Feuding factions of the Tamaulipas-based Gulf Cartel have announced they have reached a truce and want the northern border state to live in peace.
The Grupo Scorpion, Grupo Metros and Tampico Grupo Rojo factions made the announcement on professionally printed narco-banners that appeared in public places on Monday in several Tamaulipas cities including Reynosa, Tampico, Matamoros, Río Bravo and Padilla.
The groups have been fighting each other for the past decade in a turf war that has fueled high levels of violence in Tamaulipas.

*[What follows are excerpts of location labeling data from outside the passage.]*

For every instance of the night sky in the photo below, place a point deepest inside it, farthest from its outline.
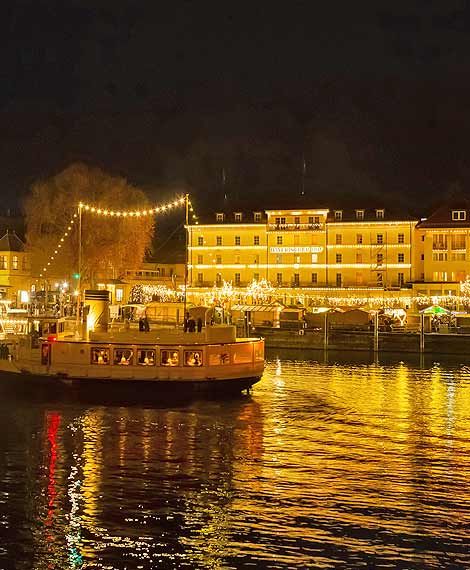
(225, 100)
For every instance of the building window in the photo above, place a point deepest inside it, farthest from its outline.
(439, 241)
(359, 214)
(458, 241)
(459, 215)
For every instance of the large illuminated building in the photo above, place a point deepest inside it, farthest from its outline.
(303, 249)
(441, 257)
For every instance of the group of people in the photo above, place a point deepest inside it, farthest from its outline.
(191, 325)
(144, 325)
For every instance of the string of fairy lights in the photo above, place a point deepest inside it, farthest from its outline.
(128, 213)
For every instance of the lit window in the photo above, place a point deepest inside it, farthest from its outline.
(459, 215)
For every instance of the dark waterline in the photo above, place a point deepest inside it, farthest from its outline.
(333, 461)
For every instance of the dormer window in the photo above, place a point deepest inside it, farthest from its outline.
(459, 215)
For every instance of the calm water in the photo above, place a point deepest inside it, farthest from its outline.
(342, 464)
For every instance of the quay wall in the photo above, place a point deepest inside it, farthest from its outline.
(434, 343)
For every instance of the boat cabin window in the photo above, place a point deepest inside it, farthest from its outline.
(145, 357)
(243, 353)
(169, 358)
(219, 357)
(123, 356)
(99, 355)
(193, 357)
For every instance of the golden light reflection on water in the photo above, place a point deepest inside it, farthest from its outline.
(339, 463)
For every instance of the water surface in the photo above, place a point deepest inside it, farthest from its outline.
(341, 463)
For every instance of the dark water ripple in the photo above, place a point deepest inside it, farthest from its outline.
(340, 464)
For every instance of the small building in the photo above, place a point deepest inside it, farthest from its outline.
(15, 270)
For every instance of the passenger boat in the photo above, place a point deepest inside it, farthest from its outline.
(212, 360)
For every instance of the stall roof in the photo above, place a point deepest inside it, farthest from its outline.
(255, 308)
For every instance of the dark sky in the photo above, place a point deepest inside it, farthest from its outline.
(374, 95)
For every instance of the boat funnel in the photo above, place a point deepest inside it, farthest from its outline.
(96, 311)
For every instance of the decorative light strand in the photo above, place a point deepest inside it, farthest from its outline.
(59, 245)
(100, 211)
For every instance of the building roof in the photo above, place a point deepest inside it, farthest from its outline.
(442, 217)
(11, 242)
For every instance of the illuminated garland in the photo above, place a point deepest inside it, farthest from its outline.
(131, 213)
(59, 245)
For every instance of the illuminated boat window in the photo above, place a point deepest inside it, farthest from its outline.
(123, 356)
(145, 357)
(99, 355)
(193, 357)
(169, 358)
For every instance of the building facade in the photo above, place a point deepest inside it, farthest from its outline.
(308, 248)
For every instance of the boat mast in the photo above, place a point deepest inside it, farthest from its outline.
(186, 225)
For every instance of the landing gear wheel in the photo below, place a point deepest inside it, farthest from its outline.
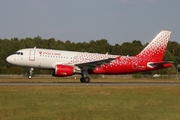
(30, 73)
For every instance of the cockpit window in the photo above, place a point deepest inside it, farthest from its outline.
(18, 53)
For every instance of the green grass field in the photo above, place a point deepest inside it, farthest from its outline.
(72, 79)
(89, 103)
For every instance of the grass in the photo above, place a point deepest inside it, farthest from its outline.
(71, 79)
(89, 103)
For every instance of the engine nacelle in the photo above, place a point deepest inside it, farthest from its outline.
(63, 70)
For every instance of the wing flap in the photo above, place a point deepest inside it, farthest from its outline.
(93, 64)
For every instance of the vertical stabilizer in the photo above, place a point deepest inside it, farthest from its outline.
(156, 48)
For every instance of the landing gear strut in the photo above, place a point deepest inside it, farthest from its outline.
(84, 78)
(30, 73)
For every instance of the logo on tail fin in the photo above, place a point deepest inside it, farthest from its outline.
(156, 48)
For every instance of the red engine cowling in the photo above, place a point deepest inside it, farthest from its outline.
(63, 70)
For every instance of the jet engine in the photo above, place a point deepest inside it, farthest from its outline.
(63, 70)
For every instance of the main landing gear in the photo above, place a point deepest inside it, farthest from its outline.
(84, 78)
(30, 73)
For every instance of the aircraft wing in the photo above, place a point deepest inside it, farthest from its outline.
(155, 64)
(93, 64)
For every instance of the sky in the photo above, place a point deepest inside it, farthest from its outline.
(117, 21)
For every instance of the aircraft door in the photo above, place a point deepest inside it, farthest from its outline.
(135, 63)
(32, 55)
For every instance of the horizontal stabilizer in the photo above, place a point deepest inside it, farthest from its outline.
(156, 64)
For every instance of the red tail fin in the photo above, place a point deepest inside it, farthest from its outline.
(156, 48)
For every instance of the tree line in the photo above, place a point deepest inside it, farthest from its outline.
(9, 46)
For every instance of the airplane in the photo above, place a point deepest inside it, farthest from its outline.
(67, 63)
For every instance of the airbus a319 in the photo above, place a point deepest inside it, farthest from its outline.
(67, 63)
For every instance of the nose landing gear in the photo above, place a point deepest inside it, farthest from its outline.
(30, 73)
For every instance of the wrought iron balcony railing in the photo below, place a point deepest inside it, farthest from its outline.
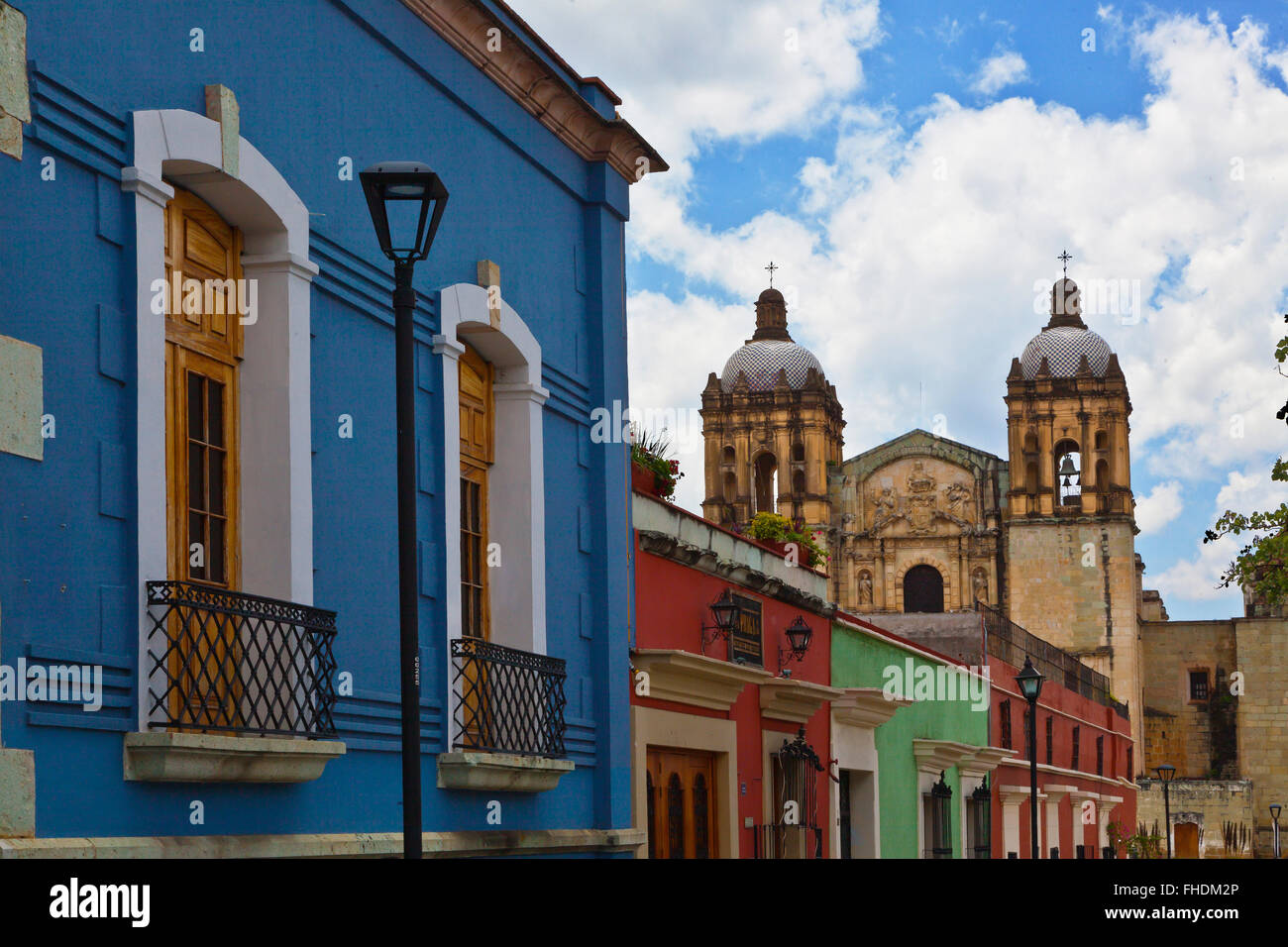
(228, 663)
(506, 699)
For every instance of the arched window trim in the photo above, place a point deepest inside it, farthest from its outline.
(518, 604)
(275, 512)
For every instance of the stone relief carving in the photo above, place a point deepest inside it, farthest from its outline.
(923, 502)
(979, 582)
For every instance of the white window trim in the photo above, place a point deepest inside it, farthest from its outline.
(275, 509)
(515, 479)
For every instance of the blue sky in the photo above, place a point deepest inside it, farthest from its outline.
(1159, 158)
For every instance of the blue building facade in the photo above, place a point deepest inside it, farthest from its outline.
(191, 137)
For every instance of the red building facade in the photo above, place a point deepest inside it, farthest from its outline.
(1085, 753)
(730, 754)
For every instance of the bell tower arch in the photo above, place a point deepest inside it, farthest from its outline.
(1069, 509)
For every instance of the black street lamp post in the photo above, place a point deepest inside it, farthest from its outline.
(397, 184)
(1030, 685)
(1274, 814)
(1164, 774)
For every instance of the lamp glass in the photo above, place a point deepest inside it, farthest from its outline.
(799, 634)
(725, 611)
(1029, 681)
(415, 197)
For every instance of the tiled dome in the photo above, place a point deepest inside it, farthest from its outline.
(1063, 348)
(761, 363)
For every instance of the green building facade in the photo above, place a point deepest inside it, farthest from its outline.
(939, 732)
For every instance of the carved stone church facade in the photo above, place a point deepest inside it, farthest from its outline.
(922, 523)
(917, 526)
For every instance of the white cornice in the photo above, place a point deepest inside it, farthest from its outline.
(986, 761)
(935, 755)
(866, 706)
(697, 680)
(787, 698)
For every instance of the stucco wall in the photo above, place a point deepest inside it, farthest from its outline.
(861, 660)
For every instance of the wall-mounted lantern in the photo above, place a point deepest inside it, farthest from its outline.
(724, 611)
(799, 635)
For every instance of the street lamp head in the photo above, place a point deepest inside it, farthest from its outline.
(1029, 681)
(412, 191)
(799, 634)
(725, 612)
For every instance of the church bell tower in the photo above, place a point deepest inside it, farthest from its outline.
(1069, 509)
(771, 425)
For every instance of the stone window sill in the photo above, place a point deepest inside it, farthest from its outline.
(217, 758)
(501, 772)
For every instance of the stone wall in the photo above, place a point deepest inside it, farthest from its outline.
(1222, 808)
(1262, 716)
(1180, 731)
(1073, 583)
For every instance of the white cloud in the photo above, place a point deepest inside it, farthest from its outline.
(716, 69)
(1159, 506)
(1194, 579)
(1000, 71)
(918, 237)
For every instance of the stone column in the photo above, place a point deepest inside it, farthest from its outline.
(1012, 796)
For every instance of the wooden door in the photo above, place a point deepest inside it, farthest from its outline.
(1185, 840)
(477, 450)
(682, 805)
(475, 377)
(204, 346)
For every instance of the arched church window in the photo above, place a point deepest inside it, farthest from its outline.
(202, 356)
(767, 483)
(730, 487)
(922, 589)
(1068, 472)
(477, 446)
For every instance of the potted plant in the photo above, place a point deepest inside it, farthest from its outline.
(777, 532)
(651, 470)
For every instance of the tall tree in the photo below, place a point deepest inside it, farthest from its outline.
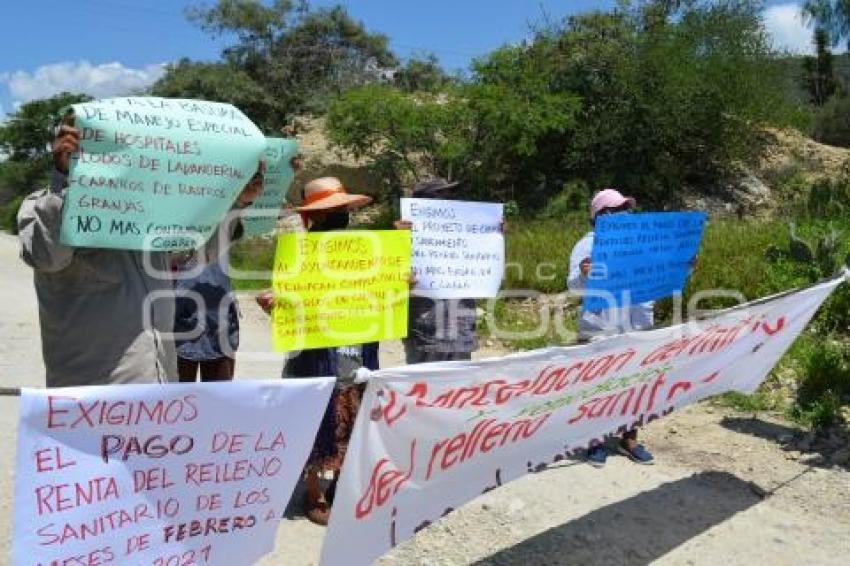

But they reached a ceasefire agreement on July 19, according to their banners.
“We have agreed to a truce of tranquility and we declare our solidarity with the people, and with ideological principles consistent with keeping the peace,” one banner said.
“We also have family. … The primordial thing is for the communities in which we have a presence to feel secure with it, without any worry. … The Gulf Cartel has principles and its highest priority is the tranquility of the state and the wellbeing of the towns. … Long live peace in Tamaulipas.”
State police said that four people were arrested on suspicion of hanging the banners from buildings and overpasses.
The name of a fourth faction of the Gulf Cartel – Los Ciclones (The Cyclones) – didn’t appear on the banners but given that they were hung in Matamoros, where the group is based, it is likely that it is also party to the truce.
The Tamaulipas Attorney General’s Office has said that a spate of indiscriminate attacks in Reynosa last month that left 19 people dead were perpetrated by members of the Cyclones and the Scorpions, which is also based in Matamoros.
Prosecutors said the aim of the two factions was to terrorize residents of Reynosa as part of a strategy to challenge the Metros’ long-held sway in the city, located across the border from McAllen, Texas.
Twenty-five people have been arrested in connection with the June 19 rampage in which innocent bystanders including taxi drivers, construction workers, children and a nursing student were killed. Among those detained is Jorge Iván Cárdenas Martínez, a presumed Gulf Cartel plaza chief in Río Bravo.
Splinter groups of the Zetas drug cartel have also been involved in turf wars in recent years in Tamaulipas, a state notorious for violent crime. The state has a 370-kilometer-long border with Texas, making it a lucrative hotspot for the smuggling of drugs and migrants.